The following is a list of suicide rates for the top OECD member nations according to data from the World Health Organization in which a country’s rank is determined by its total rate of suicides. Year refers to the most recent year that data was available for a particular country.

Culture

South Korea is a technological boom against a backdrop of a traditional Confucius society. This issue with suicide has also been linked with the  idea of han (한),  a kind of stoicism tied to feelings of anger and inability to act that arises when facing a situation that can’t be changed.  Han denotes a collective feeling of oppression and isolation in the face of overwhelming odds. Han, deeply embedded in Korean society, has been linked to depression. It can be as deep as this cultural phenomenon that anyone I ask has trouble explaining to me. Or it can be in the more every-day worries that arises, and in a young person’s life it is their school life that greatly affects them.

Suicide among the Young 

Young people in South Korea are an unhappy group.  According to a survey released by a research center affiliated with Yonsei University, only 53.9 percent of 5,437 schoolchildren from fourth grade to 12th said they were satisfied with their lives. According to the New York Times article, the Education Ministry in Seoul said 146 students committed suicide last year, including 53 in junior high and 3 in elementary school. Elementary school! How is that even possible?!

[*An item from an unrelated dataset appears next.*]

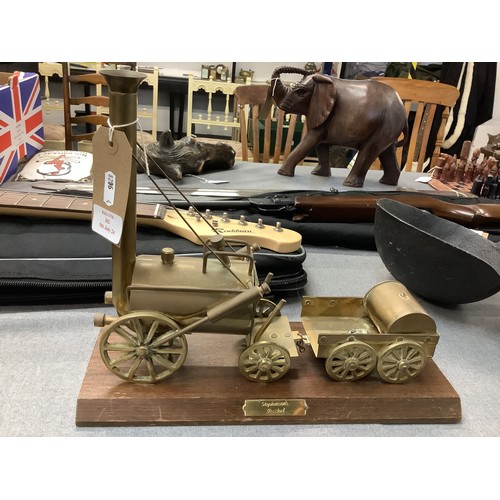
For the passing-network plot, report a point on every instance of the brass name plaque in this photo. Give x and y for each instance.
(275, 407)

Hwang Sang-min, a professor of psychology at Yonsei University in Seoul, argues that Korean society’s strong focus on appearances—having the right education, job or perceived level of success—is a big factor in the high suicide rate. According to the Economist, he added ”Koreans always want to show their best image to other people,”  but when this cannot be maintained, it can lead to a desire simply to “give up”. The epitome of this pressure to perform is seen best in November, when students have a day off in order to allow th high school students to take their college entrance exam in the best possible quiet environment; planes are also not allowed to fly in the morning in order to accommodate them.

My Thoughts

was reminded amidst all these stories the pressure these students endure to succeed. Professor Hwang Sang-min is right, I notice my students being pressured to be beautiful, to be successful, to make money and to study hard.  All of this reminded me of a mother in America who made some waves earlier when she wrote a recent book titled, “Battle Hymn of the Tiger Mother“. Amy Chua, a Chinese American mother who’s parenting skills differ from those of the typical Western parents also happens to be the John M. Duff, Jr. Professor of Law at Yale LawSchool. She joined the Yale faculty in 2001 after teaching at Duke Law School. She is the eldest of four sisters: Michelle, Katrin, and Cynthia. Katrin is a physician and a professor at Stanford University School of Medicine. Cynthia, who has Down Syndrome, holds two International Special Olympics gold medals in swimming. Read her article and let me know what you think. I think back on my Chinese-American friends and understand them a bit more.

So where does Korea go from here? How does it begin to tackle something that dances too closely to opening the conversation of what is wrong and taboo in its culture, as well as what should change? How can it find a balance in its value of success? Or at an even smaller yet crucial scale, when will depression be seen as a legit illness in a country that still finds mental illness a bit of taboo. From these high-profile suicides that opens up doors to potential increase in suicide, there is also the opportunity to use these moments as teaching moments. A conversation started into what should eventually be addressed by a country looking to move forward. I’m opening up the conversation to this because I simply don’t know. It took a long time for America to see mental illness as a legitimate disease and/or disorder. Just think of poor Sylvia Plath and her Bell Jar. 

“Mental illness is an equal-opportunity illness. Every one of us is impacted by mental illness. One in five adults are dealing with this illness, and many are not seeking help because the stigma prevents that.”